Duodopa was classified by the EU as an orphan treatment, meaning that the number of people for whom it is a suitable treatment is fewer than five in 10,000. There are known issues with using standard health technology assessment methodology to evaluate the efficacy of orphan medications—issues that are thought to place orphan medicines at a disadvantage compared with treatments in more widespread use.
In Scotland, Duodopa was considered by the Scottish Medicines Consortium and approved on the basis of its processes for evaluating orphan treatments. NICE concluded that for Duodopa the cost per quality-adjusted life year—the generic measure of the value for money of medical interventions, based on quality and quantity of life lived—was more than £500,000, but the SMC concluded that the cost was less than £80,000 when using a calculation appropriate for an orphan drug. Indeed, a recent parliamentary question revealed that, from July 2015 to December 2016, just 75 people in England had been given Duodopa.
Thirdly, if Duodopa treatment is denied, that means there will be increased costs from social care and other things on which the person with Parkinson’s will become dependent, to say nothing of the quality of life or dignity of that person, which cannot be so easily reduced to a monetary figure. As Professor David Burn, the national clinical director for the UK Parkinson’s Excellence Network, has commented:
“To not offer Duodopa as a treatment option is putting people with Parkinson’s in England at a disadvantage compared with other developed countries.”

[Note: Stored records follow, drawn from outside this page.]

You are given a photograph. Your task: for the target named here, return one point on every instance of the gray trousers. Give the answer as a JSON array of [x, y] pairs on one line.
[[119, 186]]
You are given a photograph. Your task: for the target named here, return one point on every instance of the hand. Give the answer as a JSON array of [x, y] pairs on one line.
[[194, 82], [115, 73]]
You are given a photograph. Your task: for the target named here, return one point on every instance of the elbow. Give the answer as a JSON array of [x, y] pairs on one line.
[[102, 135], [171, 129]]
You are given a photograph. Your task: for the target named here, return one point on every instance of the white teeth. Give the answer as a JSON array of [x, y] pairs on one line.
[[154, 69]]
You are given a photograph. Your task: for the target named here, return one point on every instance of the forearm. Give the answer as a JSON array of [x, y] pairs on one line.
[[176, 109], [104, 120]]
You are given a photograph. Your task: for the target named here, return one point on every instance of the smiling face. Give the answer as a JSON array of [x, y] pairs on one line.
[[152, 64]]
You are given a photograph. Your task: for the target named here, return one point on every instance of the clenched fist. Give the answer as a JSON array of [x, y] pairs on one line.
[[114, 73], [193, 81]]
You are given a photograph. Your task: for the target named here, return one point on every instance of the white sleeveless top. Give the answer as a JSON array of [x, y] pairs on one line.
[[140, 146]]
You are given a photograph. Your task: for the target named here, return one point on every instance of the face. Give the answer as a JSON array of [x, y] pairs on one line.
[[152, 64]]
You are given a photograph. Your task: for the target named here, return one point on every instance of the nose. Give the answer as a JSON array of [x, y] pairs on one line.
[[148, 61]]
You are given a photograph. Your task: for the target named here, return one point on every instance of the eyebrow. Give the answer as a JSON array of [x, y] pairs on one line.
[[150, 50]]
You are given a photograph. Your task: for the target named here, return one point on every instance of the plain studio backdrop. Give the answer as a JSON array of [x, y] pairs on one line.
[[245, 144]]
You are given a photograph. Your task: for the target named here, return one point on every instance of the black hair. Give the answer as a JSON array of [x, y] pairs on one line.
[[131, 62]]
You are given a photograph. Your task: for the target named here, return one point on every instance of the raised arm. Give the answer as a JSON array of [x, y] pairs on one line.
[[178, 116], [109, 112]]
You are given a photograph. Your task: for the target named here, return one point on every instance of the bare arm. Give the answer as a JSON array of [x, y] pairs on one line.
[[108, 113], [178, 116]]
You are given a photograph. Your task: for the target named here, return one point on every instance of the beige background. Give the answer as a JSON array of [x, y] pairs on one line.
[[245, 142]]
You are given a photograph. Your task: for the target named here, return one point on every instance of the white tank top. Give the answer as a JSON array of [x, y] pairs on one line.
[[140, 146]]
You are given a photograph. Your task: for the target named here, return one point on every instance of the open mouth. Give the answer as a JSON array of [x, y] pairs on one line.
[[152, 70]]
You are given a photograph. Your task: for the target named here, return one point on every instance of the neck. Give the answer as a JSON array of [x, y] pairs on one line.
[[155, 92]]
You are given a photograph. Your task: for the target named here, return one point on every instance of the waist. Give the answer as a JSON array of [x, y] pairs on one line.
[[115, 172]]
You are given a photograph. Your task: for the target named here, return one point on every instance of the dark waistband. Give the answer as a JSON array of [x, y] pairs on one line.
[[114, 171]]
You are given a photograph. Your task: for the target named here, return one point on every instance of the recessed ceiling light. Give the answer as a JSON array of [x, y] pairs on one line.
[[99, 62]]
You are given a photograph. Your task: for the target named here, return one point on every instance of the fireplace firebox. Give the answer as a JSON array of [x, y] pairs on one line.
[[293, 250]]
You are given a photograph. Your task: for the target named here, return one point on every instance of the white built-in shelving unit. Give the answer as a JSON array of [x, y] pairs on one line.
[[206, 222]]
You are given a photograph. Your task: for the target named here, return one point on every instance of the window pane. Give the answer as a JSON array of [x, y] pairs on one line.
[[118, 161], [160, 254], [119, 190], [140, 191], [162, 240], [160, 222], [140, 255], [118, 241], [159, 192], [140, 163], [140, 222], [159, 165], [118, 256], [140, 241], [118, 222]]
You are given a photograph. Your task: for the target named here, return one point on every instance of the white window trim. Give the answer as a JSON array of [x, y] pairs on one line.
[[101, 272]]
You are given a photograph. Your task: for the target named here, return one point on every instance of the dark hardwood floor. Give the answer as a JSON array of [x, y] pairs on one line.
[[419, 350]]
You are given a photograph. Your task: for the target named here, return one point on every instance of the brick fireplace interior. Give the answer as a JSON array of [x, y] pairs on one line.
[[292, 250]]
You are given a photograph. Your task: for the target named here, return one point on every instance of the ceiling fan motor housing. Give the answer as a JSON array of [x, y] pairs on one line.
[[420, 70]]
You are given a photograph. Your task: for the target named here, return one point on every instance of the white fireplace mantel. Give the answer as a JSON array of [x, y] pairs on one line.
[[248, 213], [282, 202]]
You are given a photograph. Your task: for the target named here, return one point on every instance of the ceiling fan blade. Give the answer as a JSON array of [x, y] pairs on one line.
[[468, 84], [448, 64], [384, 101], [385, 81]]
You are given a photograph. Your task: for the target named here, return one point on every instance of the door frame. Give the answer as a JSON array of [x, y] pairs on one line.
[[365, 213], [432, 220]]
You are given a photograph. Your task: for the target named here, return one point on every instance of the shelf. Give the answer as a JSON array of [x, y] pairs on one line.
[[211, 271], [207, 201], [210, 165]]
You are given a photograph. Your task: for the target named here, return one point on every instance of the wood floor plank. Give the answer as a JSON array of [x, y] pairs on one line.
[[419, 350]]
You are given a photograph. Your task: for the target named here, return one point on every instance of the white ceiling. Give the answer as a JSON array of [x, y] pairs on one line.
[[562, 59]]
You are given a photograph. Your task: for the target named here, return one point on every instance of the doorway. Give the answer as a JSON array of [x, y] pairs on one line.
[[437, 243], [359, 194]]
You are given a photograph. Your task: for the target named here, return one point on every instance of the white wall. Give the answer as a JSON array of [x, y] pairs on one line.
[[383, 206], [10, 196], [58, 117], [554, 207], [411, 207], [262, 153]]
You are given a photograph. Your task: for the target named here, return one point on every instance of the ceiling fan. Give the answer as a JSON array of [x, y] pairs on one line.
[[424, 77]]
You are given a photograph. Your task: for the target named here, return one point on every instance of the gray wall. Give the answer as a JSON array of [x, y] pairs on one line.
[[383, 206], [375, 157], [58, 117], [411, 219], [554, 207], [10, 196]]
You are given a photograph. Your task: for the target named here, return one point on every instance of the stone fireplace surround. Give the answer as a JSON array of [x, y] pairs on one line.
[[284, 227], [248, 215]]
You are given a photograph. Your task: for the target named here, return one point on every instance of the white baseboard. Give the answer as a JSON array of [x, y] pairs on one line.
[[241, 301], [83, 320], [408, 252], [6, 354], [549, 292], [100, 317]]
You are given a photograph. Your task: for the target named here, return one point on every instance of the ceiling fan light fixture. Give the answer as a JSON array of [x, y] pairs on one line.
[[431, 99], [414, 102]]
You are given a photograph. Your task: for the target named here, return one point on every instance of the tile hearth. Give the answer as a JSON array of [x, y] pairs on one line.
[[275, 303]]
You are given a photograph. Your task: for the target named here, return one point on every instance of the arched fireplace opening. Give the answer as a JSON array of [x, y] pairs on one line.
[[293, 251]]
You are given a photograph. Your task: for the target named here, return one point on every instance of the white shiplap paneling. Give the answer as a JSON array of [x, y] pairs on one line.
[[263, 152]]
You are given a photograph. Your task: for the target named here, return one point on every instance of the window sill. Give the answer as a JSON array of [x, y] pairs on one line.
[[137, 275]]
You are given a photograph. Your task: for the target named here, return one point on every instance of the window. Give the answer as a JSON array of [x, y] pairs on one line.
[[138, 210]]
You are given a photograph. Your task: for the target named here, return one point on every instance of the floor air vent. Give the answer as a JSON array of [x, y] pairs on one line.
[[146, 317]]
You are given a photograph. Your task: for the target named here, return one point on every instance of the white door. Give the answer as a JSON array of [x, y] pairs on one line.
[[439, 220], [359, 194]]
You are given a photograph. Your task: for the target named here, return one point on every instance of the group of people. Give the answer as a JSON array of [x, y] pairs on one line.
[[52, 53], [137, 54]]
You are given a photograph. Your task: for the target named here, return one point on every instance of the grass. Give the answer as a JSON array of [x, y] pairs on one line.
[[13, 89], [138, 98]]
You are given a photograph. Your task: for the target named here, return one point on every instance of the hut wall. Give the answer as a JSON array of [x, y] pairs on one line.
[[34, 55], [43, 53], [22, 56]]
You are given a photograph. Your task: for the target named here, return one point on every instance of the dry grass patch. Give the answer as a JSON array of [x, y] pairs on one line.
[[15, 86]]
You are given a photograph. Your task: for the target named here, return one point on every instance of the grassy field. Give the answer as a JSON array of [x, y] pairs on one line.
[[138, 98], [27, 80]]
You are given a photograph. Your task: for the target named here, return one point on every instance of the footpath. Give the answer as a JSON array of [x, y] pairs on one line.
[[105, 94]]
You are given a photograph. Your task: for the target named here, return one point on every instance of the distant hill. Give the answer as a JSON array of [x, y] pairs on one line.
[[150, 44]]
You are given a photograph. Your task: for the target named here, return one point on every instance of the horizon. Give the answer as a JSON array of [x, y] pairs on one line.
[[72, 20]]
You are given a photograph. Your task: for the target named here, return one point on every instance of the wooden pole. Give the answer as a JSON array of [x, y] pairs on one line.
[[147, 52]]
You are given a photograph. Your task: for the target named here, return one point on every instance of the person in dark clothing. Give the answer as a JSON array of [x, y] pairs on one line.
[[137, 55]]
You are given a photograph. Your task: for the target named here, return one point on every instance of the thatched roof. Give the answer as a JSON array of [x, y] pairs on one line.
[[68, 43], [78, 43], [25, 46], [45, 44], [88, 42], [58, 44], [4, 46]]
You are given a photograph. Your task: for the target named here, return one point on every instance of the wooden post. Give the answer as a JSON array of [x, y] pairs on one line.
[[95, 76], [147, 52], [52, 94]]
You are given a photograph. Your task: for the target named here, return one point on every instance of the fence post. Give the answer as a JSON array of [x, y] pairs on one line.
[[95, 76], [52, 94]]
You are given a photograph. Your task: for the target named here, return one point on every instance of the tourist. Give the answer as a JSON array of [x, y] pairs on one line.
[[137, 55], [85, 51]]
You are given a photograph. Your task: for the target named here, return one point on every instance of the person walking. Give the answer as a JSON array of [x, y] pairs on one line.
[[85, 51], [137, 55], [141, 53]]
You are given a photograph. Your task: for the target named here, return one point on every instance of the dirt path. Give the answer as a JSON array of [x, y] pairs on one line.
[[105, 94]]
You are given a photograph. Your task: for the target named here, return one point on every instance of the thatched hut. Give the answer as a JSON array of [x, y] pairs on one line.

I acknowledge that the Department of Health has no direct control over NICE, and I recognise that NICE needs to be independent of political considerations. However, since NHS England has in recent years determined that Duodopa can be routinely used for patients where appropriate, and both NHS Scotland and the SMC consider the treatment to be appropriate, NICE appears to be out of step with the prevailing opinion. Specifically, I look forward to the Minister’s guidance on what options are open to the Government when the basis of a proposal made by NICE is so flawed. The consequences of these proposals going ahead would be catastrophic for the dozens of people for whom this drug was their last resort, and would add pressure to an already buckling social care system.